Monday, Nov. 25, 1929

"Vampires & Exploiters"

A bank for princes of the Church and great officers of the realm was the Banco Bombelli a few days ago. Its chairman, bland, steady-eyed, imposing Commendatore Jorio, inspired Cardinals with confidence, competitors with fear. He was rumored to sit spider-high in the Fascist web of Star Chamber courts which sentence men to exile and rot on 77 Duce's penal islands. Last week the Banco Bombelli, small but among the oldest and most select in Rome, failed for $1,000,000.

Where was Commendatore Jorio? Fascist police could not answer. So high had he sat in the spider web that he knew its every mesh, and was able to skitter out of Italy, even after the alarm was sounded, unchallenged by frontier guards. A thoroughgoing rascal, he had, it appeared, even cheated the Most Holy.

Rome told the story last week without naming the Cardinal concerned. On the afternoon before the crash His Eminence appeared with a cheque for 95,602 lira drawn on the account of His Holiness, and asked for the whole sum in clean, new banknotes, to be used in charitable distribution. Even Dictator Mussolini has not made many Italian banknotes clean. The Cardinal was not surprised when Commendatore Jorio asked him to leave the check (already endorsed) overnight, until the fresh bills required could be scrambled for and sorted out. Hastily, when the august robed figure of His Eminence was gone, godless Spider Jorio cashed the check into dirtiest tainted money, cashed two much larger checks also fraudulently obtained for a total of 461,534 lira, skittered.

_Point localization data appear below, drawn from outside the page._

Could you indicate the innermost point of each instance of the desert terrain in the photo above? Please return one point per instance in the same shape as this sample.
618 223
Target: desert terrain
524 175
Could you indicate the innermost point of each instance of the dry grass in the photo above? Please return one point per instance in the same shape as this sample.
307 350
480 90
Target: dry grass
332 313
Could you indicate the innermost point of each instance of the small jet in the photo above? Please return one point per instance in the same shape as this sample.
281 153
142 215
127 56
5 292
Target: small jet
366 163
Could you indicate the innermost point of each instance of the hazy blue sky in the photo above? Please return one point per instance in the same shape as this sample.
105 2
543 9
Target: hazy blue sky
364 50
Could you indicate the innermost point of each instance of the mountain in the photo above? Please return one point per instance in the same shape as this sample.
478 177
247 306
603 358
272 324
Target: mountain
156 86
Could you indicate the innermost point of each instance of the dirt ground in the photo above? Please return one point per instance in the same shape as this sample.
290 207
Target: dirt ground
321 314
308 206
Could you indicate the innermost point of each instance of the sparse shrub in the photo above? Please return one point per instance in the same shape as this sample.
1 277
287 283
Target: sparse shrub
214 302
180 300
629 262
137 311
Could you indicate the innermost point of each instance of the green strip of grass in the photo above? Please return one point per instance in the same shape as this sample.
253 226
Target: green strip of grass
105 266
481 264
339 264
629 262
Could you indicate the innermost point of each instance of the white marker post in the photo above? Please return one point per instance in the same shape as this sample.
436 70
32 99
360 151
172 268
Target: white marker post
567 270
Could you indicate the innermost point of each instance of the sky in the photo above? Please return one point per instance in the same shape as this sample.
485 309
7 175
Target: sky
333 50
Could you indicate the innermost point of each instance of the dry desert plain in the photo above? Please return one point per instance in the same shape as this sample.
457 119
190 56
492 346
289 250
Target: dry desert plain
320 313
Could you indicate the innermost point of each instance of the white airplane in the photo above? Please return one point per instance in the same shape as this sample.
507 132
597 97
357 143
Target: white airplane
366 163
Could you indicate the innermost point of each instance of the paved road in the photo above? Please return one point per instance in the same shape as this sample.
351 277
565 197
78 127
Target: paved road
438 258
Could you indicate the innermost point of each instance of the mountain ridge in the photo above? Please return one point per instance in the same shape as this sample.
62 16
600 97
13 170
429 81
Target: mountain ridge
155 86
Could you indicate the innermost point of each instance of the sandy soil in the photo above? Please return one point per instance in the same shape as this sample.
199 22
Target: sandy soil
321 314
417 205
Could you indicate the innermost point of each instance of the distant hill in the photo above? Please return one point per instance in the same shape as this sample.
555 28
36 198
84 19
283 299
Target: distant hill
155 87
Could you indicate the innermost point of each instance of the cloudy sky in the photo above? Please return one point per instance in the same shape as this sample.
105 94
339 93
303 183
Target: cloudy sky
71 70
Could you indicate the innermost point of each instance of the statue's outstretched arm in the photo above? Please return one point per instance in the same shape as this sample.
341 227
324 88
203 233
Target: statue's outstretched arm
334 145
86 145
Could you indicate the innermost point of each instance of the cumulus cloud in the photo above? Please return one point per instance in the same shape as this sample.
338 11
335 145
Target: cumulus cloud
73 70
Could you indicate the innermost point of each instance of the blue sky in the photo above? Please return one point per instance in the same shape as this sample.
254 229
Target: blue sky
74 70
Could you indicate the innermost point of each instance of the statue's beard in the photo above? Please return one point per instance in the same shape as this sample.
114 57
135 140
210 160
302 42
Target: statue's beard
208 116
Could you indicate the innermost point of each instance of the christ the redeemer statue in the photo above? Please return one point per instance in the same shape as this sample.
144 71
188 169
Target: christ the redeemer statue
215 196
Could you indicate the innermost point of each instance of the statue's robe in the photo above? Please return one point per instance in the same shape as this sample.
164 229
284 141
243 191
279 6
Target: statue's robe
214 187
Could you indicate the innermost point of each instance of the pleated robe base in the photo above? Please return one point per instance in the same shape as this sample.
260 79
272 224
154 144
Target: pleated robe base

In Vatican City it was feared that the loss to His Holiness would be much greater than the theft of Commendatore Jorio, due to the failure of Banco Bombelli immediately after his flight. Meantime even more distressing rumors spread. Miss Beatrice Baskerville, enterprising news ferret of the New York World heard in Vatican City that the Papal Treasury lost heavily in Wall Street's slump (TIME, Nov. 4). According to reports, verified from several sources, U. S. public utility and steel stocks were those held. Certain parcels were sold early in the slump and most of the remainder were sacrificed at even lower prices later in the slump week. At the time the Holy See gave no sign, unless an article in the Papal daily L'Osservatore Romano could be called such. In an article flaying "Market Vampires and , Exploiters," Editor Count Dalla Torte lamented that "the fate of the great world of investors is left to the caprice and enchanted power of a handful of men who caused the world to be shaken between 10 a. m. and noon." No libeller, the Count did not name any particular Wall Street operator as a vampire of enchanted power.